Thanksgiving dinner has a new, mail-order twist. More retailers are offering all-in-one, fully prepared feasts -- shipped on dry ice or ice packs -- that require little more than reheating. Since Hickory Farms launched its holiday-geared "Create Your Own Dinner" spreads in 2003, it has seen sales for the line rise 15% a year. Niche retailers, too, are playing holiday caterers: California-based Diamond Organics sends dinners with organic wine, while New York's 2nd Avenue Deli says it ships about 80 kosher turkeys a year, some as far as Alaska.The writer and his colleagues proceed to taste-test the mail-order cookery, with predictably disastrous results.
Look here, y'all. I realize that with these crazed postmodern lives we lead, there isn't always a lot of time to make an elaborate production out of cooking dinner, but this is just pathetic. It's THANKSGIVING.

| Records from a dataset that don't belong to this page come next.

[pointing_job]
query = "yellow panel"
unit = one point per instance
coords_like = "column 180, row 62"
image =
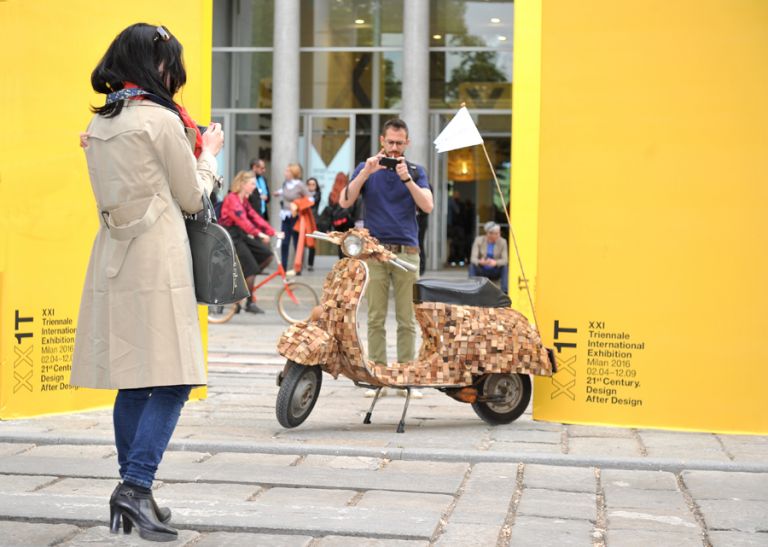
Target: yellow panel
column 524, row 190
column 652, row 224
column 47, row 213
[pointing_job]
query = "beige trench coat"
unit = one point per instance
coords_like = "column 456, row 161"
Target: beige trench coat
column 138, row 323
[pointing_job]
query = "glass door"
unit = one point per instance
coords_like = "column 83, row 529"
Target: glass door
column 330, row 149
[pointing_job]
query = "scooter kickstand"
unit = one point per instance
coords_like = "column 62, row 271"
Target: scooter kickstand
column 401, row 425
column 367, row 419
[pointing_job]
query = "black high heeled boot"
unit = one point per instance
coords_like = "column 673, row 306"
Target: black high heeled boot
column 163, row 513
column 137, row 509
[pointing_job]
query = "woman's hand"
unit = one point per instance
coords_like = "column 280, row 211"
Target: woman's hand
column 213, row 139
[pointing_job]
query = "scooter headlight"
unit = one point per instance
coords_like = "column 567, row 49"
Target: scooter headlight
column 352, row 245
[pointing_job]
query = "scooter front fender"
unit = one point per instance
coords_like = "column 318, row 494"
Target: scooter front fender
column 306, row 344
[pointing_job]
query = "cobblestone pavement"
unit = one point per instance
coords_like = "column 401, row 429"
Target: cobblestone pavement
column 233, row 476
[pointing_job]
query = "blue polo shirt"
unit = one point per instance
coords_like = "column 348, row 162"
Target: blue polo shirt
column 390, row 212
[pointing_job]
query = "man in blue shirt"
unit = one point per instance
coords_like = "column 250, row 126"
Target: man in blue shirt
column 489, row 256
column 260, row 198
column 390, row 199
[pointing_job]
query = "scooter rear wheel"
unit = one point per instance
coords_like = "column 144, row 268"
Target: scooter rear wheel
column 298, row 393
column 513, row 392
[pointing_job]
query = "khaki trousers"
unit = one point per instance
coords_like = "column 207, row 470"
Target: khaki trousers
column 382, row 274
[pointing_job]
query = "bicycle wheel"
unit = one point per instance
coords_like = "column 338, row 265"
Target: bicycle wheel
column 221, row 314
column 295, row 301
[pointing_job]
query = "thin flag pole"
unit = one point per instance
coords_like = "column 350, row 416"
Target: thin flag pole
column 512, row 235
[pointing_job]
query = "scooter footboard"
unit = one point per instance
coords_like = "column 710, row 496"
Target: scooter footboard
column 306, row 344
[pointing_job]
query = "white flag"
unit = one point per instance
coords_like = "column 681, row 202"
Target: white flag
column 459, row 133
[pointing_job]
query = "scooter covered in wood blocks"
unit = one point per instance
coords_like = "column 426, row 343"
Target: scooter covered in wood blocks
column 475, row 347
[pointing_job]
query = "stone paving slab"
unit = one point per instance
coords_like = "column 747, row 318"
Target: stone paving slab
column 737, row 539
column 678, row 444
column 604, row 446
column 341, row 462
column 232, row 539
column 24, row 483
column 721, row 485
column 644, row 538
column 525, row 448
column 529, row 531
column 285, row 475
column 536, row 502
column 81, row 452
column 172, row 493
column 483, row 504
column 526, row 436
column 740, row 515
column 575, row 430
column 469, row 535
column 566, row 479
column 625, row 498
column 346, row 541
column 100, row 535
column 403, row 500
column 70, row 467
column 310, row 498
column 622, row 519
column 34, row 533
column 227, row 515
column 638, row 480
column 9, row 449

Given the requirements of business and personal travel that I have coming up, between now and the second week of January, 2006 I am going to be out of New York City much more often than I'm in it, but as Thanksgiving is one of those days I'm here, I'm planning on cooking a full dinner with all the trimmings, including Grandma Addie's famous cornbread dressing.
A "Thanksgiving MRE," as one of the taste-testers quipped, absolutely does not cut it, unless you are on survival rations somewhere far, far from home. Dust off your copies of "The Joy of Cooking" and get your collective asses into the kitchen, America.